Boo-AI — Master Artificial Intelligence by Building from Scratch

Learning Objectives

By the end of this section, you will be able to:

📚 Core Knowledge

• Understand Fisher Information as "data's information about parameters"
• Derive and interpret the Cramér-Rao Lower Bound
• Calculate Fisher Information for common distributions
• Identify efficient estimators and measure efficiency

🔧 Practical Skills

• Compute Fisher Information numerically and analytically
• Use CRLB to assess estimator quality bounds
• Apply Fisher Information to experimental design
• Implement Fisher-based algorithms in Python

🧠 Deep Learning Connections

• Natural Gradient Descent uses Fisher Information for optimization geometry
• Elastic Weight Consolidation (EWC) prevents catastrophic forgetting via Fisher
• K-FAC Optimizer approximates Fisher for large-scale neural network training
• Laplace Approximation uses inverse Fisher for Bayesian uncertainty

Where You'll Apply This: Neural network optimization (natural gradient, K-FAC), uncertainty quantification, continual learning (EWC), reinforcement learning (TRPO, PPO), experimental design, sample size calculations, and model comparison.

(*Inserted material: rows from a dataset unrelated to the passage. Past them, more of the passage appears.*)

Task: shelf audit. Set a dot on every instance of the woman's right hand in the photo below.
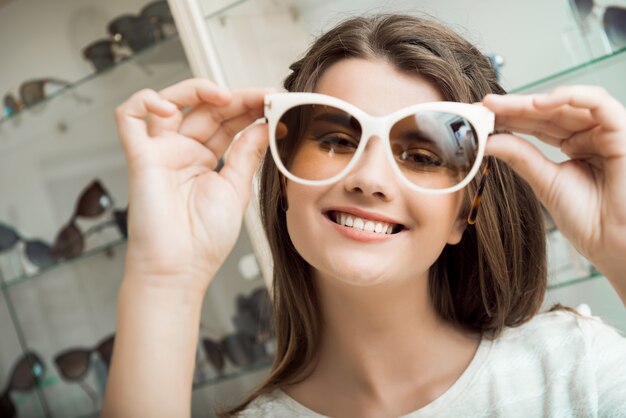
(184, 217)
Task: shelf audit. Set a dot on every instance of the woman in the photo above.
(440, 317)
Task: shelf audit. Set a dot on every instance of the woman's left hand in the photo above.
(585, 195)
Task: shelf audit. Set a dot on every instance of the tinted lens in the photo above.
(32, 92)
(316, 142)
(11, 106)
(615, 26)
(434, 150)
(27, 372)
(105, 349)
(68, 243)
(214, 354)
(73, 364)
(8, 238)
(100, 54)
(93, 201)
(39, 253)
(7, 408)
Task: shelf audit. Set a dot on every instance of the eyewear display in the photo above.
(137, 32)
(434, 147)
(37, 251)
(93, 201)
(27, 373)
(31, 92)
(613, 19)
(74, 363)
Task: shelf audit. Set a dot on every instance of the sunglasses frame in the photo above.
(481, 118)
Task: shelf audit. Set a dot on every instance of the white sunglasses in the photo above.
(464, 127)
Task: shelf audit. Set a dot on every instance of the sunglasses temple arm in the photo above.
(471, 219)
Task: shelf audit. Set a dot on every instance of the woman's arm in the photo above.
(586, 195)
(184, 219)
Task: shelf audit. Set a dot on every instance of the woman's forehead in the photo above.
(376, 87)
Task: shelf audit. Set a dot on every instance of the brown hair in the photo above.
(495, 277)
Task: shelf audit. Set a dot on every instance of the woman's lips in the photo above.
(360, 235)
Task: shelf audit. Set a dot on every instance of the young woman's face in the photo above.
(430, 221)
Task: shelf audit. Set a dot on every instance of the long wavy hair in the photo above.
(495, 277)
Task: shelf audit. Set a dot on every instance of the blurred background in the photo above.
(63, 182)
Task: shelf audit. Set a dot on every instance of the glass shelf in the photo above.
(585, 66)
(106, 248)
(565, 283)
(261, 365)
(71, 87)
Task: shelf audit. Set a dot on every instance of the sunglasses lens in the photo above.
(39, 253)
(615, 26)
(106, 350)
(28, 371)
(69, 243)
(73, 365)
(32, 92)
(316, 142)
(93, 201)
(434, 150)
(11, 106)
(583, 8)
(7, 408)
(100, 54)
(8, 238)
(214, 354)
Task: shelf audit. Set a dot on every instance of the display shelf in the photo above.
(586, 66)
(570, 282)
(72, 86)
(102, 249)
(261, 365)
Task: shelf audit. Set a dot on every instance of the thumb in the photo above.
(527, 160)
(244, 156)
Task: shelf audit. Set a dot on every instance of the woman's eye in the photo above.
(337, 143)
(420, 158)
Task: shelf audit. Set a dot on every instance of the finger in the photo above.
(194, 91)
(130, 116)
(605, 109)
(244, 157)
(528, 161)
(245, 107)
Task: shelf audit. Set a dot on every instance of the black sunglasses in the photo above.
(27, 372)
(137, 32)
(31, 92)
(613, 20)
(93, 201)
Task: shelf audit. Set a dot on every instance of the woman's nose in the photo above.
(372, 175)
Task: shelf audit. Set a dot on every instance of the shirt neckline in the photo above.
(443, 401)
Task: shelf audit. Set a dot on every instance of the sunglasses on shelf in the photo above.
(136, 32)
(36, 251)
(31, 92)
(27, 372)
(613, 19)
(93, 201)
(73, 364)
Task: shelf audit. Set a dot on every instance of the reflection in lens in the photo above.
(316, 142)
(615, 26)
(434, 150)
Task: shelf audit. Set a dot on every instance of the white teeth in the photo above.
(365, 225)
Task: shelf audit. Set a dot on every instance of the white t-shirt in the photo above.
(555, 365)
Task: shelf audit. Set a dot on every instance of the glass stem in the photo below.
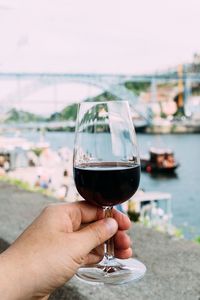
(109, 244)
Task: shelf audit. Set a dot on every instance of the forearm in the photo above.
(16, 281)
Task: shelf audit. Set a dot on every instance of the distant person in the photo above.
(55, 245)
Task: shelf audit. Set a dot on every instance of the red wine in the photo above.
(107, 184)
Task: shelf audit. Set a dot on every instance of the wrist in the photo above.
(14, 277)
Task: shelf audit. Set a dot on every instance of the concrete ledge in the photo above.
(173, 266)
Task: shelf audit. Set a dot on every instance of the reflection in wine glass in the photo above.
(107, 173)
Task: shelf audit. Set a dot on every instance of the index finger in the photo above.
(90, 213)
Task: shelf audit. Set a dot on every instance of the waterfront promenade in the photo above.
(173, 266)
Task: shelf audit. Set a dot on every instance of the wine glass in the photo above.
(106, 173)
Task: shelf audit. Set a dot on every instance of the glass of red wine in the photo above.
(106, 173)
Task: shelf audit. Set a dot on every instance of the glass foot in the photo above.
(114, 272)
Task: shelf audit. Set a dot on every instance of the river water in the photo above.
(184, 187)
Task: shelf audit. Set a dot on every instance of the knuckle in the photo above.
(97, 233)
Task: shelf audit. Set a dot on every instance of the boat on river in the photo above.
(159, 161)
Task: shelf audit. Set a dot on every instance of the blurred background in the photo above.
(55, 54)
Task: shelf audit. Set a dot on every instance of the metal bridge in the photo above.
(113, 83)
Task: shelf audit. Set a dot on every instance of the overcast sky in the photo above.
(107, 36)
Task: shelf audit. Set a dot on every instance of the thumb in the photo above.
(96, 233)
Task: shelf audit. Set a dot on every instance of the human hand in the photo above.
(63, 238)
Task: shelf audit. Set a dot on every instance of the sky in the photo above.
(98, 36)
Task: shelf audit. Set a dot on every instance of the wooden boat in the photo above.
(159, 161)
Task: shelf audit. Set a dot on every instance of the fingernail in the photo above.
(111, 224)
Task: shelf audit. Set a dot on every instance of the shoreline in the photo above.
(173, 265)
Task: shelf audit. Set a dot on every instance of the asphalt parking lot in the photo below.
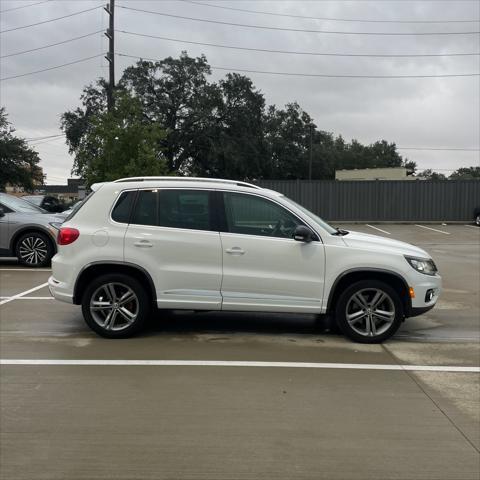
(82, 407)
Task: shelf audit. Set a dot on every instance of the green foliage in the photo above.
(18, 162)
(115, 144)
(466, 173)
(221, 129)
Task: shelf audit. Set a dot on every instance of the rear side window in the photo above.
(184, 209)
(123, 208)
(188, 209)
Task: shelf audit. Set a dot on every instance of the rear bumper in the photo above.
(59, 290)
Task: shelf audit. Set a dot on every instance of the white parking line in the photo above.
(228, 363)
(22, 294)
(29, 298)
(433, 229)
(379, 229)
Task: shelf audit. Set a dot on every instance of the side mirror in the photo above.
(303, 234)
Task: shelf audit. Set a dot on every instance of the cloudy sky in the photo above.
(431, 112)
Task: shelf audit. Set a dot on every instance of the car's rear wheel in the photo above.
(34, 249)
(115, 306)
(369, 311)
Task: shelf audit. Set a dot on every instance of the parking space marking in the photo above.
(22, 294)
(379, 229)
(433, 229)
(29, 298)
(233, 363)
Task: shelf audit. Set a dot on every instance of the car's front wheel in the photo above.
(34, 249)
(369, 311)
(115, 306)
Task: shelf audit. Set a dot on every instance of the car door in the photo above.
(4, 230)
(172, 236)
(264, 268)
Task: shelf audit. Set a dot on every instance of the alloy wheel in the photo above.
(114, 306)
(33, 250)
(370, 312)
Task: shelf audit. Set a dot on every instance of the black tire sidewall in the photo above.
(143, 305)
(340, 311)
(48, 242)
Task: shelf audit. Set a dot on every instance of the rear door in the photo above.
(172, 235)
(264, 268)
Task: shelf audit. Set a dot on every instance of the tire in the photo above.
(107, 314)
(34, 249)
(355, 311)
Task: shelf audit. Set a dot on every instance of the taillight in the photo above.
(67, 235)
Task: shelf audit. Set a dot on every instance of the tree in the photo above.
(118, 144)
(176, 94)
(221, 129)
(429, 174)
(466, 173)
(18, 162)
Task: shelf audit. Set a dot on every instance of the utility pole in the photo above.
(110, 34)
(311, 153)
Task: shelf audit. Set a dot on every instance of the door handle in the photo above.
(143, 244)
(235, 251)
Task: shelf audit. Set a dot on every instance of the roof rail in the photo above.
(186, 179)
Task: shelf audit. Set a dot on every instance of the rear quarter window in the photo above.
(123, 208)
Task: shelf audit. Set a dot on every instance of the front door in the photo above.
(171, 236)
(264, 268)
(4, 231)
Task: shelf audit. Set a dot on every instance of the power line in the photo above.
(326, 18)
(291, 52)
(316, 75)
(51, 20)
(264, 27)
(34, 139)
(51, 68)
(24, 6)
(446, 149)
(51, 44)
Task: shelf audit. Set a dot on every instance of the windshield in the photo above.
(311, 215)
(19, 205)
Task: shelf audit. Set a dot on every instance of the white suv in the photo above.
(211, 244)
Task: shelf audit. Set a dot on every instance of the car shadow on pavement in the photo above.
(188, 322)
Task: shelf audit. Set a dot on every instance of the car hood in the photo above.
(375, 242)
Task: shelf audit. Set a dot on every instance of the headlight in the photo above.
(422, 265)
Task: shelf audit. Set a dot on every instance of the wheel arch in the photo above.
(395, 280)
(31, 229)
(95, 269)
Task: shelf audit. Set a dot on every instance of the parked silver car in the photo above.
(27, 232)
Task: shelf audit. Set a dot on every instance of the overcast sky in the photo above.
(415, 112)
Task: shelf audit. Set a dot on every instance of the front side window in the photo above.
(252, 215)
(189, 209)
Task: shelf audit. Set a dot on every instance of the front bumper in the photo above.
(427, 291)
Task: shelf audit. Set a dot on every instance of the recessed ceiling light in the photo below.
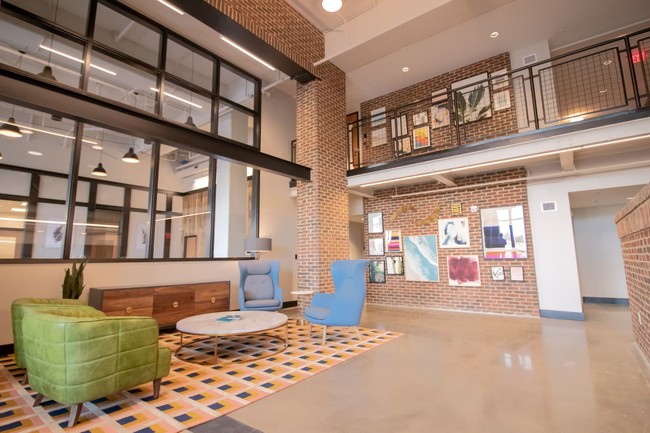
(332, 5)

The Big Picture: A Historical Journey

We've learned how to construct estimators (MoM, MLE), but how do we know if an estimator is any good? Is there a fundamental limit to how well we can estimate parameters? This section answers these profound questions.

👨‍🔬

Sir Ronald Fisher (1890-1962)

Alongside Maximum Likelihood, Fisher developed the concept of Fisher Informationin the 1920s. His insight was revolutionary: data contains a measurable "amount of information" about unknown parameters, and this quantity governs how well we can ever hope to estimate them.

🇸🇪

Harald Cramér (1893-1985)

Swedish mathematician who independently derived the lower bound in 1946. Known for founding the Stockholm School of probability theory.

🇮🇳

C.R. Rao (1920-2023)

Indian-American statistician who proved the bound independently in 1945. One of the most influential statisticians of the 20th century.

The Cramér-Rao Lower Bound they discovered tells us something profound: there exists a fundamental limit to estimation precision that no amount of algorithmic cleverness can overcome. This is analogous to the Heisenberg uncertainty principle in physics — some uncertainties are irreducible.

The Score Function

Before defining Fisher Information, we need the score function — the gradient of the log-likelihood with respect to parameters.

The Score Function

s(\theta) = \frac{\partial}{\partial\theta} \log f(X|\theta) = \frac{\partial \ell(\theta)}{\partial\theta}

Symbol	Meaning	Intuition
s(θ)	Score function	Direction to move θ to increase likelihood
∂ℓ/∂θ	Gradient of log-likelihood	Slope of log-likelihood at current θ
f(X\|θ)	Likelihood function	Probability of data given parameter

Key Properties of the Score

Zero expectation at true parameter:
$E_{\theta_0}[s(\theta_0)] = 0$
The expected gradient is zero only at the truth — the likelihood is "balanced" there.
Variance equals Fisher Information:
$\text{Var}_\theta[s(\theta)] = E_\theta[s(\theta)^2] = I(\theta)$
The spread of the score tells us how "informative" the data is.

MLE Connection: At the MLE θ̂, we have s(θ̂) = 0. The MLE is the point where the score function (gradient) equals zero — the peak of the log-likelihood!

Fisher Information

Now we can define the central concept: Fisher Information — a measure of how much information the data X carries about the parameter θ.

Fisher Information (Definition 1)

I(\theta) = E_\theta\left[\left(\frac{\partial \log f(X|\theta)}{\partial\theta}\right)^2\right] = E[s(\theta)^2]

Expected squared score — variance of the gradient

Fisher Information (Definition 2 — under regularity)

I(\theta) = -E_\theta\left[\frac{\partial^2 \log f(X|\theta)}{\partial\theta^2}\right]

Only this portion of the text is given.